Эндерби прикончил виски и вышел.
Быстро идя домой, попытался вернуть ритм, но он ушел. Фрагменты больше не были живыми членами какого-то мистического тела, обещавшего явиться в целости. Мертвая, как заяц, бессмысленная ономатопоэйя; глупый звон: вдова, трава, тень, плетень. Громкие ритмы набегавшей приливной волны, морской зимний ветер, меланхоличные чайки. Порыв ветра сотряс и развеял возникавшую форму стиха. Ну что ж. Из миллиона манивших, подобно девушкам-кокеткам, из кустов стихов очень немногие можно поймать!
Приближаясь к дому № 81 на Фицгерберт-авеню, Эндерби содрал с зайца окровавленную бумагу. К фонарному столбу почти перед парадной лестницей его дома была приделана мусорная корзинка общего пользования. Бросил туда скомканное месиво новостей, крови, зачатков поэзии и вытащил ключ. Чистенький городок. Не позволяет нам снизить стандарты, хоть тут и не бывает приезжих отпускников. Пошел на кухню, принялся свежевать кролика. Получится, думал он, похлебка с морковкой, картошкой и луком, приправленная перцем, солью с сельдереем; плеснем туда остатки рождественского красного вина, прежде чем ставить на стол; еды хватит почти на неделю. Внутренности шлепнул в миску, нарезал тушку, потом открыл кран. Руки палача, думал он, глядя на руки. До локтей в крови. Попробовал изобразить ухмылку убийцы, держа жертвенный нож, воображая зеркало над кухонной раковиной.
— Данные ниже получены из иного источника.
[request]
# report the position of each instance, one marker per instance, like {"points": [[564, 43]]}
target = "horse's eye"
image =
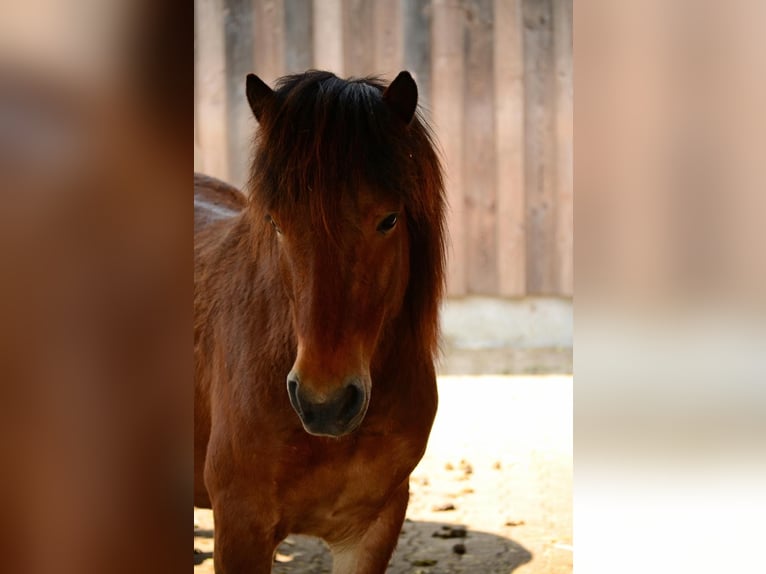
{"points": [[388, 223], [273, 224]]}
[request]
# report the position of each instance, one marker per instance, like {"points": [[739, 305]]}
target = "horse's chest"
{"points": [[346, 485]]}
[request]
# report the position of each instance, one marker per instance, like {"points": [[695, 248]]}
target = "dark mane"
{"points": [[321, 138]]}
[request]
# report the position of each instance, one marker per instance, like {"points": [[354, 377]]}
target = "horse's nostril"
{"points": [[351, 403], [292, 392]]}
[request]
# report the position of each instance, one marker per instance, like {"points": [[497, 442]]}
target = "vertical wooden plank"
{"points": [[211, 88], [509, 139], [328, 36], [479, 152], [198, 165], [416, 25], [388, 38], [268, 39], [540, 156], [238, 25], [299, 43], [562, 28], [447, 97], [358, 34]]}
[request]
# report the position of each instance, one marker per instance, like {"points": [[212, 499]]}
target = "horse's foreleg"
{"points": [[371, 552], [241, 543]]}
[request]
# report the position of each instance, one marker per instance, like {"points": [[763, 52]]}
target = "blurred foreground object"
{"points": [[95, 300], [670, 330]]}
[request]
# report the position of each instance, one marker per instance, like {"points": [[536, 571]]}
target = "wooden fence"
{"points": [[495, 79]]}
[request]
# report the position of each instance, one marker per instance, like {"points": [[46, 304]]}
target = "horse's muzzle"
{"points": [[335, 414]]}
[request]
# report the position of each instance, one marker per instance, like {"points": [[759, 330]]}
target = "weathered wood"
{"points": [[328, 36], [562, 28], [358, 38], [479, 192], [388, 39], [540, 157], [447, 99], [269, 39], [299, 42], [238, 27], [416, 21], [211, 88], [509, 140]]}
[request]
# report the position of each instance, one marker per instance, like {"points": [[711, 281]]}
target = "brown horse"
{"points": [[316, 322]]}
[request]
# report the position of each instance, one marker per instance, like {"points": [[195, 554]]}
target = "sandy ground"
{"points": [[500, 460]]}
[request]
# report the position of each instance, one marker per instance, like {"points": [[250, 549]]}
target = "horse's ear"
{"points": [[259, 94], [402, 96]]}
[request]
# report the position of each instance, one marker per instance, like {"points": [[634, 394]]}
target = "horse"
{"points": [[316, 308]]}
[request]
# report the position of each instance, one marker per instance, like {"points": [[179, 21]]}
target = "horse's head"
{"points": [[331, 159]]}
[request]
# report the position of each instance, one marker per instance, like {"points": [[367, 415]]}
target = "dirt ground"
{"points": [[491, 495]]}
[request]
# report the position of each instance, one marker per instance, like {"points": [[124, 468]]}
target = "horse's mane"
{"points": [[322, 137]]}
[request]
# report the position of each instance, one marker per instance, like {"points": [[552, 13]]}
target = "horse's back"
{"points": [[215, 200]]}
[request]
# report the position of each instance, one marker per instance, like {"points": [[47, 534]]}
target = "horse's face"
{"points": [[342, 288], [344, 272]]}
Из крана потекла вода, бросив слабую тень — неподвижную тень — на тумбу. Пришла строчка, рефрен: «кран текущий бросает статичную тень». Вот оно, узнал он, возбуждение, вновь поднимается. Вдова, тень, плетень. Выпалился весь станс целиком:
«Так! Так!» — подает голос утка.
Наслаждайся вдовой, повали под плетень,
Пей причастие выбора, голос рассудка.
Кран текущий бросает статичную тень.
К черту смысл. Куда к дьяволу подевались другие птицы? Кто они? Кукушки? Чайки? Как зовут косоглазую сучку, лесбиянку из «Герба масонов»? С ножом в руке, по локти в крови, он выскочил из квартиры, из дома, к мусорной корзинке, приделанной к фонарному столбу. Были там другие люди, пока он копался, шарил, выхватывал. Коробка из-под «Черной магии», пачка от «Сениор Сервис», банановая кожура. Все это яростно швырялось в сточную канаву. Нашлась оскверненная бумага, куда был завернут зверек. Эндерби лихорадочно просматривал скомканные страницы. ПОЛИЦИЯ ПРЕДУПРЕЖДАЕТ: ЭТОТ МУЖЧИНА СПОСОБЕН НА УБИЙСТВО. ЭТОТ ПАРЕНЬ ЗАСЛУЖИЛ ЛЮБОВЬ. Почти все снижают кислотность с помощью «Ренни». Омерзительное чтение. Прочел: «Вызывающая боли кислотность нейтрализуется, и у вас возникает восхитительное ощущение отступающей боли. Ингредиенты, снижающие кислотность, поступают в желудок постепенно, мягко — капля за каплей…»
— Что это? Что происходит? — спросил официальный голос.